20. Features and oddities

Among other stories ranked in the top 500 in terms of readership this year were:

  • Turkey vultures making a mess of Peabody (May 20).
  • Marion native and Marine helicopter pilot Louis Holt taking an authorized detour to buzz his hometown (Jan. 15).
  • Sheriff Rob Craft breaking his ankle and requiring surgery after stepping into a pile of gravel near 170th and Remington Rds. at the end of a brief chase (June 3).
  • Wind farm construction worker John Bichelmeyer remodeling and adding unique décor to three Tampa homes (Nov. 11).
  • Brokenhearted Burdick farmer Dan Peterson being aided by more than 20 neighbors after he was diagnosed with COVID-19 a day after the funeral of his wife, Linda, who died of cancer (Oct. 14).
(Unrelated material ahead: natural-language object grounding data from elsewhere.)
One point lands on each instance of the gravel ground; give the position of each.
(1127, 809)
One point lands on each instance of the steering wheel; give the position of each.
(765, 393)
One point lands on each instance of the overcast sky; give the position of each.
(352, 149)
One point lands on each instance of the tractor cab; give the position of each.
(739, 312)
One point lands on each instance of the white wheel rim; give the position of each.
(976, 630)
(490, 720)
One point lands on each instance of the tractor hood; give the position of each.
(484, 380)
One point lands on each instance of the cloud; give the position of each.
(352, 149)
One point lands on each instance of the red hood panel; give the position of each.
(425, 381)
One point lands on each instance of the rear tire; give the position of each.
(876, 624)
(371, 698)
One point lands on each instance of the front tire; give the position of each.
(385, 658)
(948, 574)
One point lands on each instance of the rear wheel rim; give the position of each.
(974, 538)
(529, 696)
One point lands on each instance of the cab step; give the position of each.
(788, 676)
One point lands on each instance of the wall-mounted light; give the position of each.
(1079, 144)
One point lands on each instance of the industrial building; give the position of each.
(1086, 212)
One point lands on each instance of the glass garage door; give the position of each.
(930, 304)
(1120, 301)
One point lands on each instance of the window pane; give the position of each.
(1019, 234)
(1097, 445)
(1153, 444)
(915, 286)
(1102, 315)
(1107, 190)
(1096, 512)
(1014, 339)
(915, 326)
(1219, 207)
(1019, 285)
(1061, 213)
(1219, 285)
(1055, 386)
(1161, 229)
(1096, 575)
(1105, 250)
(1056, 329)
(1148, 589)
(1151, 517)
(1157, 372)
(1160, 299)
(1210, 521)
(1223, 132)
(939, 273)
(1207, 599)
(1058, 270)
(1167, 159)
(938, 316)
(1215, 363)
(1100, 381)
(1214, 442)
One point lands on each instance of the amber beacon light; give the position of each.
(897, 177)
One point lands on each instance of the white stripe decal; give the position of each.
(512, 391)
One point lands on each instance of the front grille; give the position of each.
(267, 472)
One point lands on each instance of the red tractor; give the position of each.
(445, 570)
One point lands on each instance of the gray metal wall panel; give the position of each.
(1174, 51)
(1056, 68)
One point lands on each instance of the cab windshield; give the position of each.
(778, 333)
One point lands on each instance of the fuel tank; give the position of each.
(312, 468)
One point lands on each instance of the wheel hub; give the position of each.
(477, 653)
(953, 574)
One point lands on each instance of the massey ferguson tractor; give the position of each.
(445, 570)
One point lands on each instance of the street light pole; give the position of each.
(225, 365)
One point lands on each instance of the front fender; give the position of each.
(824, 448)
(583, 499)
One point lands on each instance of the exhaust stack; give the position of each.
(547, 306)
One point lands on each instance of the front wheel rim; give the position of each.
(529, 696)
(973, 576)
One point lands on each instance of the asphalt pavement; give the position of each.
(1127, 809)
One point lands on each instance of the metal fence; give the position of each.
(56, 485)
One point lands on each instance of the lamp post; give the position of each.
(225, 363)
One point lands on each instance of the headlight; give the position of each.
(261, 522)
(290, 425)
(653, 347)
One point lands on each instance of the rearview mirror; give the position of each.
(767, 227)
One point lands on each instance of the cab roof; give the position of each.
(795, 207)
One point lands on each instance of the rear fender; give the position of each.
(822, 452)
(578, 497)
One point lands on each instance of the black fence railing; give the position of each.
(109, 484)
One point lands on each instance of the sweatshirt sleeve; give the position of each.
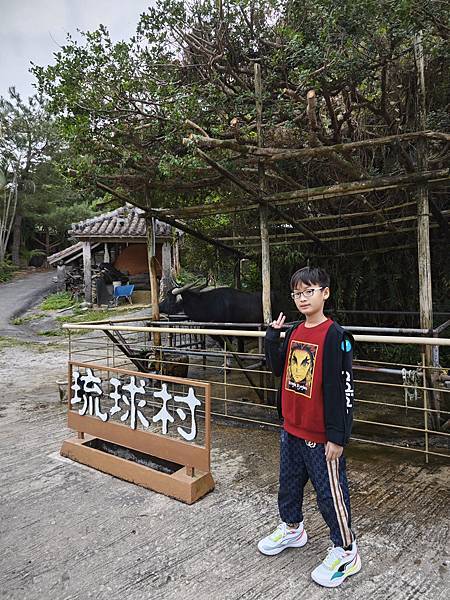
(338, 387)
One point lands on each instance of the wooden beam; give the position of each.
(258, 195)
(321, 232)
(275, 154)
(356, 187)
(339, 237)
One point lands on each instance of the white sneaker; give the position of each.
(283, 537)
(337, 566)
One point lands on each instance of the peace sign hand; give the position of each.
(278, 323)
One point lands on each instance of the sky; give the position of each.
(32, 30)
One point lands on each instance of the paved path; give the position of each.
(18, 296)
(71, 533)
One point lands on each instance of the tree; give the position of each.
(333, 71)
(28, 138)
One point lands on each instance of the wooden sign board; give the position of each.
(150, 429)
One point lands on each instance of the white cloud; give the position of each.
(32, 30)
  • A pair of pigs who escaped their pen eluding police despite several multi-block chases on Marion’s north hill (Sept. 9).
  • For the second time in two weeks, a Hillsboro ambulance crew getting stuck on muddy roads (Jan. 22).
  • Ten-year-old Trevin King saving his 13-year-old brother, Levi, from a house fire on S. Ash St. in Hillsboro (June 17).